A common question from parents of students in Joi Weir’s junior high class is whether their child is making friends.
The answer is usually no.
The special-education teacher knows that’s not what parents want to hear, but in a school designed to meet the needs of society’s most medically fragile children, it is far more common for students to form bonds with nurses, educational assistants, therapists and teachers, rather than their peers.
Which makes what Weir has witnessed this school year between a few teenage girls even more special. The teens like to leave their classroom with help from an aide and relax across the hall in a dark playroom equipped with special lights, sounds and a cushioned floor and walls. Inside the quiet room, the girls will lie near each other, crawl across one another, roll around and just share each other’s company.
“They like to hang out like junior high girls do,” Weir said. “It’s so great that they’re forming friendships. It might not be friendships that we traditionally think of, but they’re forming bonds there.”
Weir is a teacher at Emily Follensbee School, where traditional assumptions about school are off the table. Many students can’t walk or talk. Instead of gangs of girls gossiping in corridors between classes, the hallways are lined with elaborate wheelchairs.
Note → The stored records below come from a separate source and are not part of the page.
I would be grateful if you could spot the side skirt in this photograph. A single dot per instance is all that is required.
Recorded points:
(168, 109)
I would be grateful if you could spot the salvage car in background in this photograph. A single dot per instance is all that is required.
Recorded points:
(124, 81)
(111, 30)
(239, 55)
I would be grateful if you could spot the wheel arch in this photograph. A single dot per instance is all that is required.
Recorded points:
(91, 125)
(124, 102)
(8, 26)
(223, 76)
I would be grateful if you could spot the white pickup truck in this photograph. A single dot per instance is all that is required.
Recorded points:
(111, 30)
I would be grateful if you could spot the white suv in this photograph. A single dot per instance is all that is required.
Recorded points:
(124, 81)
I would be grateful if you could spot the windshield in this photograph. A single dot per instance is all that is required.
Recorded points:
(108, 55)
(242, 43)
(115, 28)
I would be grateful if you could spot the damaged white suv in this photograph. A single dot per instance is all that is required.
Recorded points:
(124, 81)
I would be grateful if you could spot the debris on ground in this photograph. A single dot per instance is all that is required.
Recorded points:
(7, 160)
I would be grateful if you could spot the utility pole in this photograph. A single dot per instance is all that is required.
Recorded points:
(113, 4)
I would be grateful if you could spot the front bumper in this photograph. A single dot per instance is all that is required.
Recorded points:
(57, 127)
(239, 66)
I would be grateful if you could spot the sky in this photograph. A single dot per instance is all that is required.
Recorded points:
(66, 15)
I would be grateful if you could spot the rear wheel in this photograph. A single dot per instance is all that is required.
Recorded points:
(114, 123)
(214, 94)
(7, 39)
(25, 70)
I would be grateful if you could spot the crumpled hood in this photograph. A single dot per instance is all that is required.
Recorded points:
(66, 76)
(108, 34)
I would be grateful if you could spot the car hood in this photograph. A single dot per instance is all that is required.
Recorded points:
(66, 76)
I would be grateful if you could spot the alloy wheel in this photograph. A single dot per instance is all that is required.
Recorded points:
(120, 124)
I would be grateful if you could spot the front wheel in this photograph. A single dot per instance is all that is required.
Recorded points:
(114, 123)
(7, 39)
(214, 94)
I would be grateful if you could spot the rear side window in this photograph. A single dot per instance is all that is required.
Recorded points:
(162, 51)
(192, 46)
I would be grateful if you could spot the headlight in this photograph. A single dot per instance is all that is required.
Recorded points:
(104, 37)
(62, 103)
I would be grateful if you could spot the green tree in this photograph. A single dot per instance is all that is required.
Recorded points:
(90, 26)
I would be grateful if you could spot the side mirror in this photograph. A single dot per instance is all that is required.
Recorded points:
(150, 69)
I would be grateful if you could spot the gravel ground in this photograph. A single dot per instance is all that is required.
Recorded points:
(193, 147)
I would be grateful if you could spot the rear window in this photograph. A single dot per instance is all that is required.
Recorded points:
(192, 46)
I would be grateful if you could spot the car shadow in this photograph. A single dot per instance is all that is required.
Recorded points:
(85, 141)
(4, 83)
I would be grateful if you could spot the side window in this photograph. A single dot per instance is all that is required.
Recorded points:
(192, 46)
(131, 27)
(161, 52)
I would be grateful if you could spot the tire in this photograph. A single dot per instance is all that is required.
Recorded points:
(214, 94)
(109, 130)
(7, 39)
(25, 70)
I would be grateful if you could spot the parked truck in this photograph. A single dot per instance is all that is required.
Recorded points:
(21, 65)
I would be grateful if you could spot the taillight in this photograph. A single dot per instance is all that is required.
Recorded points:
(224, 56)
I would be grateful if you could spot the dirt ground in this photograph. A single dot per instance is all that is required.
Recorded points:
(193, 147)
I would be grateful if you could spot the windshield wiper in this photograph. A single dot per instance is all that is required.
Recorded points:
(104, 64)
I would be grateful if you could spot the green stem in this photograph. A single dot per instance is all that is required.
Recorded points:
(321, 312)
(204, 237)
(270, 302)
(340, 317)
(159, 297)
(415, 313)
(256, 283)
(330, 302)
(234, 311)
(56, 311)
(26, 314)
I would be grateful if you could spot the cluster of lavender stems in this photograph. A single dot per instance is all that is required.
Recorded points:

Aides push students on specially designed trikes and bikes through the school’s sunny atrium to a swimming pool inside the building.
Junior high classrooms contain changing tables and bright charts depicting the weather and days of the week.
Class sizes average eight students and instead of math, science or social studies, students learn “maintenance of physical status” and daily living skills. The Calgary Board of Education school serves 88 students — ranging in age from toddlers to teens — with multiple, complex learning needs, including cognitive and physical disabilities.
At the southwest school overlooking the Elbow River, classes regularly venture into the surrounding sprawling parkland to absorb nature.
But inside, a favourite hideaway for students and staff is the small, dark, windowless sensory room. The space includes an area with specialized light and sound equipment, and an adjoining soft playroom where Weir has delighted in watching friendships form.
The room inspires students to interact with their environment and helps their personalities emerge. First developed in the 1970s in the Netherlands, a sensory room offers both stimulation and relaxation to children — and adults — with disabilities by using lighting effects, tactile surfaces and sounds to excite the senses.
Teachers and aides learn quickly what part of the room each student likes best by observing facial expressions and body language. Some kids are drawn to the fibre-optic lights, others want to touch the bubble tube. Some students just want to hang out and snuggle, while others love the carpet that plays music.
Nick van Roijen, an 11-year-old who is blind and unable to walk or speak, is hoisted from a sling by two staff members and placed on a platform that gently shakes. As his body rocks back and forth, a smile spreads across the boy’s face.
Nearby, 13-year-old Cally Burt makes a beeline for a mirror on the wall, where she lingers, admiring her reflection. Eventually, she turns her interest to a tall bubble tube that changes colours when she slaps buttons on a large portable box. When an educational assistant wraps a handful of colourful fibre-optic lights around the girl’s arms, her contagious giggles break the room’s silence.
It’s a typical afternoon in the sensory room.